Post Syndicated from Bruce Schneier original https://www.schneier.com/blog/archives/2021/02/router-security.html

This report is six months old, and I don’t know anything about the organization that produced it, but it has some alarming data about router security.

Conclusion: Our analysis showed that Linux is the most used OS running on more than 90% of the devices. However, many routers are powered by very old versions of Linux. Most devices are still powered with a 2.6 Linux kernel, which is no longer maintained for many years. This leads to a high number of critical and high severity CVEs affecting these devices.

Since Linux is the most used OS, exploit mitigation techniques could be enabled very easily. Anyhow, they are used quite rarely by most vendors except the NX feature.

A published private key provides no security at all. Nonetheless, all but one vendor spread several private keys in almost all firmware images.

Mirai used hard-coded login credentials to infect thousands of embedded devices in the last years. However, hard-coded credentials can be found in many of the devices and some of them are well known or at least easy crackable.

However, we can tell for sure that the vendors prioritize security differently.
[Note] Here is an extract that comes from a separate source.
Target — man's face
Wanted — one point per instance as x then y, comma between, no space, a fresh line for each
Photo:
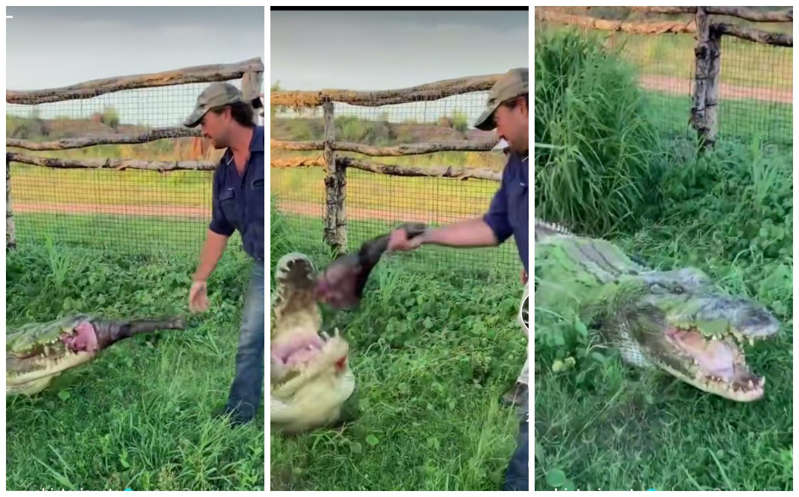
216,127
512,125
AVM does better job than the other vendors regarding most aspects. ASUS and Netgear do a better job in some aspects than D-Link, Linksys, TP-Link and Zyxel.
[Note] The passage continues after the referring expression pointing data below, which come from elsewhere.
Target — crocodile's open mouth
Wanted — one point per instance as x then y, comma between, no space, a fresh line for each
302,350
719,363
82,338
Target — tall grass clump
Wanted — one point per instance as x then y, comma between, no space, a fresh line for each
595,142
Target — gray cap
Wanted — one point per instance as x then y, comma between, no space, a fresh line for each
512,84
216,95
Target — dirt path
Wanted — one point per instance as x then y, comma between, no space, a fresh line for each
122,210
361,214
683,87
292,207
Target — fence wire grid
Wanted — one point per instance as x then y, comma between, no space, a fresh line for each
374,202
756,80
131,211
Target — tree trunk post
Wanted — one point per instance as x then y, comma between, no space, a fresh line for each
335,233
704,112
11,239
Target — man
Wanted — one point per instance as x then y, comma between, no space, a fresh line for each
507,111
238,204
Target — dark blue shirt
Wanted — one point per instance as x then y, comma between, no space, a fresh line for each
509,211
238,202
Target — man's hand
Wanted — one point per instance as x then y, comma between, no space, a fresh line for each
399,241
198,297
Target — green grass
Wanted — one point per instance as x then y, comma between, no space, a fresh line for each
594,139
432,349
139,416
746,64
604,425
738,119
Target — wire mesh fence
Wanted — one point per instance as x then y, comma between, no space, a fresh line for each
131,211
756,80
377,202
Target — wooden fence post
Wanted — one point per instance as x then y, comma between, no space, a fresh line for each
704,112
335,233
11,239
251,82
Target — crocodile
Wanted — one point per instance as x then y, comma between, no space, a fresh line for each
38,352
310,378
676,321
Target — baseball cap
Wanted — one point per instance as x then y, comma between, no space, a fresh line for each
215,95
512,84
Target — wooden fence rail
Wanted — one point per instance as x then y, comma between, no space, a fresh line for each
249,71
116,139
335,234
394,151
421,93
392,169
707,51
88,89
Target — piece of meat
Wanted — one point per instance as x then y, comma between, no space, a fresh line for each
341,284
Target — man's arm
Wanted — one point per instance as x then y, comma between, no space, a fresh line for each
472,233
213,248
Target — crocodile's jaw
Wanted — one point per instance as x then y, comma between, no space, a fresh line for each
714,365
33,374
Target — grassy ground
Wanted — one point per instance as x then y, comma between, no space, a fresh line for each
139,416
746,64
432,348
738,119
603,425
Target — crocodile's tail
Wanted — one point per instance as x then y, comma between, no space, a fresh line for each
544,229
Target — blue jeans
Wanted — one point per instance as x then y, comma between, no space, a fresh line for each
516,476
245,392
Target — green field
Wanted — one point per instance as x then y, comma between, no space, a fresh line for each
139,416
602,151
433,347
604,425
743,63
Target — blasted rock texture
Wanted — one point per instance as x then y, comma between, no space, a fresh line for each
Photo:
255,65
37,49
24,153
Additionally, our evaluation showed that large scale automated security analysis of embedded devices is possible today utilizing just open source software. To sum it up, our analysis shows that there is no router without flaws and there is no vendor who does a perfect job regarding all security aspects. Much more effort is needed to make home routers as secure as current desktop of server systems.

One comment on the report:

One-third ship with Linux kernel version 2.6.36 was released in October 2010. You can walk into a store today and buy a brand new router powered by software that’s almost 10 years out of date! This outdated version of the Linux kernel has 233 known security vulnerabilities registered in the Common Vulnerability and Exposures (CVE) database. The average router contains 26 critically-rated security vulnerabilities, according to the study.

We know the reasons for this. Most routers are designed offshore, by third parties, and then private labeled and sold by the vendors you’ve heard of. Engineering teams come together, design and build the router, and then disperse. There’s often no one around to write patches, and most of the time router firmware isn’t even patchable. The way to update your home router is to throw it away and buy a new one.

And this paper demonstrates that even the new ones aren’t likely to be secure.